アミタ・バッチャンはボリウッドの誇るインド史上最大のスーパースターです。通称、ビッグB、インドの新聞による世論調査でも、インドを代表する人物として、堂々二位にランクされたことがあります。ちなみに一位はマハトマ・ガンディーでした。凄い人です。

 ハリウッドの映画俳優とは比較にならないレベルでのスーパースターです。「大統領に」という声も絶えません。若い頃からスーパースターでしたが、必ずしも平たんな道のりではなく、紆余曲折を経ている彼は、さらに強くなって、今は高いところで安泰です。

 1942年生まれですから、もう結構なお歳ですが、相変わらずの男前ぶりで、映画に色を添えるカメオ出演もとても多いです。
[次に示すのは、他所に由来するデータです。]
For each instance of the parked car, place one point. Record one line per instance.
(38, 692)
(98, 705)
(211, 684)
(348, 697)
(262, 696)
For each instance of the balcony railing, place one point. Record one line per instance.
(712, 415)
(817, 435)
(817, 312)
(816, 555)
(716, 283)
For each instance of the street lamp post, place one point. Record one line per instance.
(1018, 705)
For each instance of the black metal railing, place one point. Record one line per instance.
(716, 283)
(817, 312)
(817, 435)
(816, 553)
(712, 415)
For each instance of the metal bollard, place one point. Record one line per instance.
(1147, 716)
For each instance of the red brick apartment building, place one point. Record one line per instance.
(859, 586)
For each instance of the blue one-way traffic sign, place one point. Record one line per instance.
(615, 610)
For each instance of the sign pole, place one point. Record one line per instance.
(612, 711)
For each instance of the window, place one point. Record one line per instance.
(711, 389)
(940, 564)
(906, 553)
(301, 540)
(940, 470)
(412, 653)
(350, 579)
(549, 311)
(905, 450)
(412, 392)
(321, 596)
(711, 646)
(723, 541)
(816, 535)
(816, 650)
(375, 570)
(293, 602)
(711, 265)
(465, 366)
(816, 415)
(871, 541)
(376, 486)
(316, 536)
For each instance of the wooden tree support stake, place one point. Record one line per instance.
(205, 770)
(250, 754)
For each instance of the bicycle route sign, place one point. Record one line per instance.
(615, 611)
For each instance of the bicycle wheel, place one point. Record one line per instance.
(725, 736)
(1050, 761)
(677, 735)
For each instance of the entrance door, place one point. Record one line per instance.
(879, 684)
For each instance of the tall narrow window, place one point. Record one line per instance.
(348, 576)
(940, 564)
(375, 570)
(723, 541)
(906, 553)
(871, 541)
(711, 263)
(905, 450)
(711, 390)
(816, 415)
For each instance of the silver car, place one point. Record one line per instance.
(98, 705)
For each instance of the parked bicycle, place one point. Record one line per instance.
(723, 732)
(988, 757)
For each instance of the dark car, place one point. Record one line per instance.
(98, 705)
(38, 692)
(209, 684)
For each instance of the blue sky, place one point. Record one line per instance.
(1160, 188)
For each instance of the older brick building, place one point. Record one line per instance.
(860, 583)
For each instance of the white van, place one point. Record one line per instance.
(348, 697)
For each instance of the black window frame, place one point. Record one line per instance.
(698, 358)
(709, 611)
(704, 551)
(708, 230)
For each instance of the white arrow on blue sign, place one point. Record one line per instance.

息子アビシェークには、ハリウッドも認める超美人女優アイシュワリヤ・ライが嫁に来て、今や家族で大人気です。

 インド映画に歌は欠かせませんが、そのほとんどはプレイバック・シンガーが歌います。俳優自らが歌うことはほとんどありません。しかし、アミタ・バッチャンは比較的唄う人です。もともと声がとても渋くて、他人の映画にナレーターとして友情出演することも多いくらいですから。

  この作品は、彼のニックネームの一つである「アビー・ベイビー」を冠した企画盤です。音楽を担当しているのはバリー・サグー。彼は、インド生まれですが、英国で生まれ育った在英インド人です。音楽プロデューサーとして「ベッカムに恋して」のサントラで有名です。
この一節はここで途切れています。